[SPARK-9986][SPARK-9991][SPARK-9993][SQL]Create a simple test framework for local operators #8464

zsxwing · 2015-08-26T15:46:03Z

This PR includes the following changes:

Add LocalNodeTest for local operator tests and add unit tests for FilterNode and ProjectNode.
Add LimitNode and UnionNode and their unit tests to show how to use LocalNodeTest. (SPARK-9991, SPARK-9993)

…terNode and ProjectNode

zsxwing · 2015-08-26T15:58:51Z

cloud-fan · 2015-08-26T16:22:18Z

sql/core/src/main/scala/org/apache/spark/sql/execution/local/SeqScanNode.scala

-  override def open(): Unit = {
-    iterator = data.iterator
-  }
+    private var iter: Iterator[InternalRow] = _


Why not just assign value here(we can use val then)? Your changes to FilterNode and ProjectNode also assign value to predicate/project immediately instead of in the open.

SparkQA · 2015-08-26T17:36:56Z

Test build #41628 has finished for PR 8464 at commit 4e101ee.
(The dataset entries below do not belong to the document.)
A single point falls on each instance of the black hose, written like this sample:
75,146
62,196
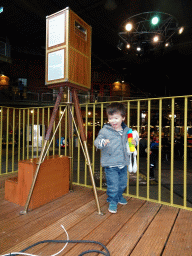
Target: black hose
72,241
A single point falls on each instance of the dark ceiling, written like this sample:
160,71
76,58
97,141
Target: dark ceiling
24,23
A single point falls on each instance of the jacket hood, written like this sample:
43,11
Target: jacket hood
110,127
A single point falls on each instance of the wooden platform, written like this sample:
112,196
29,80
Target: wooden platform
138,228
This patch passes all tests.
This patch merges cleanly.
This patch adds the following public classes (experimental):
- case class LimitNode(limit: Int, child: LocalNode) extends UnaryLocalNode
- case class UnionNode(children: Seq[LocalNode]) extends LocalNode

rxin · 2015-08-27T00:23:23Z

I talked to @marmbrus and we thought it'd make more sense to just have the operators be iterators themselves, and then we will create new instances of these somewhere else.
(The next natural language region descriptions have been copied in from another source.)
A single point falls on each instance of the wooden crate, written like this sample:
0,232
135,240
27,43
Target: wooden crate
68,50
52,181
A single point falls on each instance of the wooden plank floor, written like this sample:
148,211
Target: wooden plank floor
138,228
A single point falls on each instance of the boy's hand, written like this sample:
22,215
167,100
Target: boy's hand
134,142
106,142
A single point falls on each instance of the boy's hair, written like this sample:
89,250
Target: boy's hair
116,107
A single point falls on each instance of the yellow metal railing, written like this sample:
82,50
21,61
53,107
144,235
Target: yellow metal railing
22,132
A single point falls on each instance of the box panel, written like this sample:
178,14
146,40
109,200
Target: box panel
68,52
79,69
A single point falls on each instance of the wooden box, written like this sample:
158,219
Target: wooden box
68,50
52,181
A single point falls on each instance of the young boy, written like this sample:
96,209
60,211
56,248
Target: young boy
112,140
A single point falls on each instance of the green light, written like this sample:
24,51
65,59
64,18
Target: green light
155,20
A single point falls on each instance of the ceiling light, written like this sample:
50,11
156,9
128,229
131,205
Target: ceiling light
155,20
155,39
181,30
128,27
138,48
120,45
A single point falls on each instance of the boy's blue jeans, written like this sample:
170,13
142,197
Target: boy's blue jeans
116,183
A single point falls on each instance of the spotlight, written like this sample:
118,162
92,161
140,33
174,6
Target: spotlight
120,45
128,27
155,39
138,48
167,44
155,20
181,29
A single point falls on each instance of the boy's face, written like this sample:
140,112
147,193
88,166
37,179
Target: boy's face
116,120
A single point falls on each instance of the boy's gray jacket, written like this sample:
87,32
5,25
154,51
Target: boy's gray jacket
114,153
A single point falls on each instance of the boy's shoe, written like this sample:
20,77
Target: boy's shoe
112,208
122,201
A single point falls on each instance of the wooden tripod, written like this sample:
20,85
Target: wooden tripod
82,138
zsxwing · 2015-08-27T07:33:07Z

I removed OpenCloseIterator and made LocalNodes be Iterators as discussion with @rxin. Also updated the description of this PR.
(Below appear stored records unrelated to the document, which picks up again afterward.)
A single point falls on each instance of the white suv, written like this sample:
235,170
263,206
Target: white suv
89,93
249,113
cloud-fan · 2015-08-27T09:19:33Z

sql/core/src/test/scala/org/apache/spark/sql/execution/local/LocalNodeTest.scala

+      CatalystTypeConverters.createToCatalystConverter(StructType.fromAttributes(output))
+    new SeqScanNode(
+      output,
+      df.collect().map(r => converter(r).asInstanceOf[InternalRow]))


we can use df.queryExecution.toRDD.collect() to get the internal rows directly.

Cool. Fixed it.

SparkQA · 2015-08-27T09:57:17Z

Test build #41676 has finished for PR 8464 at commit 62b8d24.

This patch passes all tests.
This patch merges cleanly.
This patch adds the following public classes (experimental):
- case class LimitNode(limit: Int, child: LocalNode) extends UnaryLocalNode
- case class UnionNode(children: Seq[LocalNode]) extends LocalNode

SparkQA · 2015-08-27T12:33:03Z

Test build #41681 has finished for PR 8464 at commit 22e7bc0.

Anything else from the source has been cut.